Sesampainya di Pulau Bacan, tepatnya di Pelabuhan Babang, kami lagi-lagi disambut oleh tarian adat kali ini adalah tarian Cakalele yang dibawakan oleh sejumlah anak-anak kecil laki-laki dan perempuan seumuran SD. Kedatangan kami di Pulau Bacan tidak hanya disambut oleh para penari cilik tersebut tapi juga disambut oleh pejabat daerah setempat, dan tidak lupa disambut oleh teriknya matahari Pulau Bacan yang sangat menyengat. Setelah terlebih dahulu dijamu makan siang di Pendopo Bupati Bacan kami melanjutkan wisata ke tempat-tempat bersejarah di Pulau Bacan yaitu Masjid Sultan Bacan, Keraton Sultan Bacan, Benteng Bernaveld dan Rumah Putih.

Malam hari di Pulau Bacan kami kembali melakukan acara diskusi dengan Bupati Halmahera Selatan, Bapak Muhammad Kasuba, mengenai potensi daerahnya, pelayanan public yang disediakan pemerintah untuk masyarakat, strategi pembangunan wilayah Halmahera Selatan, serta bagaimana wilayah HalSel menghadapi kemandirian daerahnya dimasa depan. Acara diskusi malam itu ditutup dengan sebuah tarian asal Pulau Makean yaitu Tari Pergaulan, yang dibawakan oleh 3 pasang muda-mudi dengan diiringi music dan nyanyian tradisional.

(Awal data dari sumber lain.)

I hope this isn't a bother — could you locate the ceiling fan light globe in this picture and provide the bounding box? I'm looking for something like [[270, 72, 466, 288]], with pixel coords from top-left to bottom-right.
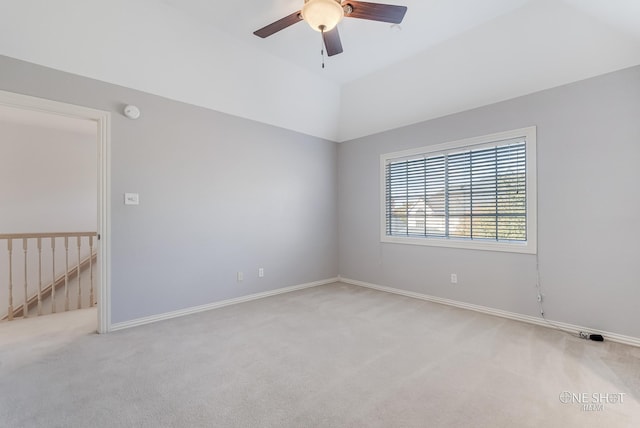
[[301, 0, 344, 32]]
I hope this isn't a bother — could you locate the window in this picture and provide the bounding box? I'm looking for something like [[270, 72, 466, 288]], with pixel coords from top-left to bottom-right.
[[380, 127, 536, 253]]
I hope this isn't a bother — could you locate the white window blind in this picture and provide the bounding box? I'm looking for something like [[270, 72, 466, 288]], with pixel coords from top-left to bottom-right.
[[381, 127, 536, 253]]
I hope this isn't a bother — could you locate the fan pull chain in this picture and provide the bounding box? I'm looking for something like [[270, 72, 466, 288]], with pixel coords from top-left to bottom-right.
[[320, 31, 325, 69]]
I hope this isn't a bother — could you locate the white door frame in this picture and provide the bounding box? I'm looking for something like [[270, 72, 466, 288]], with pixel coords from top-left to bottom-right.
[[0, 90, 111, 333]]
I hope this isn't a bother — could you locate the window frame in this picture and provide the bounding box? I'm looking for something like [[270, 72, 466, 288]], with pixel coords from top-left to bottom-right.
[[380, 126, 537, 254]]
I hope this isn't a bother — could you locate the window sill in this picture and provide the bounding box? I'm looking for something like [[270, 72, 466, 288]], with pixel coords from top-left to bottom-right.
[[380, 235, 536, 254]]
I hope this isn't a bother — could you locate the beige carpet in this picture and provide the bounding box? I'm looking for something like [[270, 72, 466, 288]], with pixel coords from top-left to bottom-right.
[[1, 282, 639, 427]]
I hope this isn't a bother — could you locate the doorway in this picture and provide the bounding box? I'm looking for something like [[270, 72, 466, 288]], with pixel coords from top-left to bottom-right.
[[0, 90, 110, 333]]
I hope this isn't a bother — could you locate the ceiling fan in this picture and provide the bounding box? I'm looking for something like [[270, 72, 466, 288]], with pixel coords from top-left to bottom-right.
[[254, 0, 408, 57]]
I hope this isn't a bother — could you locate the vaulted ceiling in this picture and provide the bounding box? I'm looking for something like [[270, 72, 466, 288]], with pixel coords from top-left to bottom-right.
[[1, 0, 639, 141]]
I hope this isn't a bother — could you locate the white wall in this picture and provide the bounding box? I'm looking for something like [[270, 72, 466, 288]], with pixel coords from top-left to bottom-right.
[[338, 65, 640, 339], [0, 120, 97, 232]]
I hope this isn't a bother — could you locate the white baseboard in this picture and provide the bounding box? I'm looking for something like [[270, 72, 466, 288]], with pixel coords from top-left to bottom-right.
[[338, 276, 640, 348], [110, 277, 339, 332]]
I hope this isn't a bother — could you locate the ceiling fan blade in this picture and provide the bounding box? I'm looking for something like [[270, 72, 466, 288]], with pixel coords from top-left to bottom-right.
[[322, 27, 344, 57], [343, 1, 407, 24], [253, 11, 303, 38]]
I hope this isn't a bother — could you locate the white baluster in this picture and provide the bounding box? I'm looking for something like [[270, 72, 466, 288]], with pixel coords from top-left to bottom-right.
[[77, 236, 82, 309], [7, 239, 14, 321], [64, 237, 69, 311], [23, 238, 28, 318], [37, 238, 42, 316], [89, 235, 95, 307], [51, 237, 56, 314]]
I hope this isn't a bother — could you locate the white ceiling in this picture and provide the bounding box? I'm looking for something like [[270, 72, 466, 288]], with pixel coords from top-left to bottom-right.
[[1, 0, 639, 141], [160, 0, 533, 84], [338, 0, 640, 140]]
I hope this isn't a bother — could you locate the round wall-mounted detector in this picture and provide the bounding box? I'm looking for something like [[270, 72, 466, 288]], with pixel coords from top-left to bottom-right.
[[123, 105, 141, 120]]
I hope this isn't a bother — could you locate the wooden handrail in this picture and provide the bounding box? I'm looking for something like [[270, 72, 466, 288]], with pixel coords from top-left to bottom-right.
[[0, 232, 97, 239]]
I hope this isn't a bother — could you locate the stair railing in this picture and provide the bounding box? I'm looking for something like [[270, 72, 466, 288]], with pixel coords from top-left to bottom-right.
[[0, 232, 97, 320]]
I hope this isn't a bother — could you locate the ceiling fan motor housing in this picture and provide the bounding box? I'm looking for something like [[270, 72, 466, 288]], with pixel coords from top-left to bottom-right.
[[302, 0, 345, 32], [253, 1, 407, 58]]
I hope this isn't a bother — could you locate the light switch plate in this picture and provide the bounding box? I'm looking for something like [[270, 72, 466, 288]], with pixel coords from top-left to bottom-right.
[[124, 193, 139, 205]]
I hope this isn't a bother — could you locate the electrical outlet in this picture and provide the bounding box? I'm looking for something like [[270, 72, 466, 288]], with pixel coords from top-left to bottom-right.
[[237, 271, 243, 282], [450, 273, 458, 284], [579, 331, 590, 339], [258, 268, 264, 278]]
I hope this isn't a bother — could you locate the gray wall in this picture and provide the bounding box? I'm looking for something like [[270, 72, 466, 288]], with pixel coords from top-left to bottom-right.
[[339, 66, 640, 338], [0, 55, 338, 324], [3, 53, 639, 339]]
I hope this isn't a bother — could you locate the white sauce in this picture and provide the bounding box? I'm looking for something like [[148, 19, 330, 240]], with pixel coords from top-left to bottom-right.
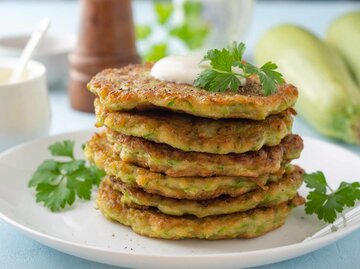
[[0, 68, 29, 85], [0, 66, 50, 151], [150, 55, 205, 85], [150, 54, 246, 86]]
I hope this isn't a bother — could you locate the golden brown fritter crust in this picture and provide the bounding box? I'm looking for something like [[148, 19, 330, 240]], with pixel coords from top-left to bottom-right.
[[105, 165, 304, 218], [96, 179, 305, 240], [95, 99, 295, 154], [88, 63, 298, 120], [84, 132, 289, 200], [107, 129, 303, 177]]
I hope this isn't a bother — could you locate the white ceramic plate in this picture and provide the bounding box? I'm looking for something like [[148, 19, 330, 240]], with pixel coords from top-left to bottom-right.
[[0, 130, 359, 269]]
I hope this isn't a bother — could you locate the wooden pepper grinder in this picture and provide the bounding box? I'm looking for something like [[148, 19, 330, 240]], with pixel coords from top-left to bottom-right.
[[69, 0, 140, 112]]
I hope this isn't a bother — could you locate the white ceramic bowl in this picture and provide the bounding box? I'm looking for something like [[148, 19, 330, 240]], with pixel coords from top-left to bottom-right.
[[0, 34, 75, 86], [0, 57, 51, 152]]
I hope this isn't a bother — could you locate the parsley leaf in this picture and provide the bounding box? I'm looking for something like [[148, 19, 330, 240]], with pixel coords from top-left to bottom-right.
[[210, 73, 240, 92], [169, 1, 209, 50], [136, 1, 210, 62], [228, 41, 246, 64], [193, 69, 218, 91], [304, 171, 360, 223], [135, 25, 152, 40], [194, 41, 284, 95], [154, 2, 174, 25], [144, 43, 168, 62], [204, 48, 233, 71], [48, 140, 74, 159], [88, 165, 106, 186], [29, 140, 105, 212], [183, 1, 202, 18], [35, 183, 75, 212], [66, 167, 93, 200], [170, 23, 209, 50], [58, 160, 86, 174], [304, 171, 327, 193], [28, 160, 61, 187]]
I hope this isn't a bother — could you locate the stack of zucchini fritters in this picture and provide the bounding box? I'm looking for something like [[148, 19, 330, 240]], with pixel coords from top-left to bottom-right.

Berdasarkan cerita-cerita dari anak2 cowok, ternyata mereka sempat mandi di laut di pulau bacan. Ada adegan bugil-bugilan gitu dan saya sendiri sempat lihat fotonya dari Edy. hahahaha... ternyata vulgar juga, mau diposting disini gak foto2nya?

cerita berlanjut....

1 komentar:

Princess_Kirara mengatakan...

Ohya,q tau adegan syur para cow-ok (sapi ok?) itu. Lha q bawa handycam og. Sempet terpikir mau bikin video 'panas'(maklum,P. Bacan kan emang hot bgt),tapi g jadi,gak ade gunanye,gak menjual sich..hehe..tapi diem2 panitia ada yang mau lho !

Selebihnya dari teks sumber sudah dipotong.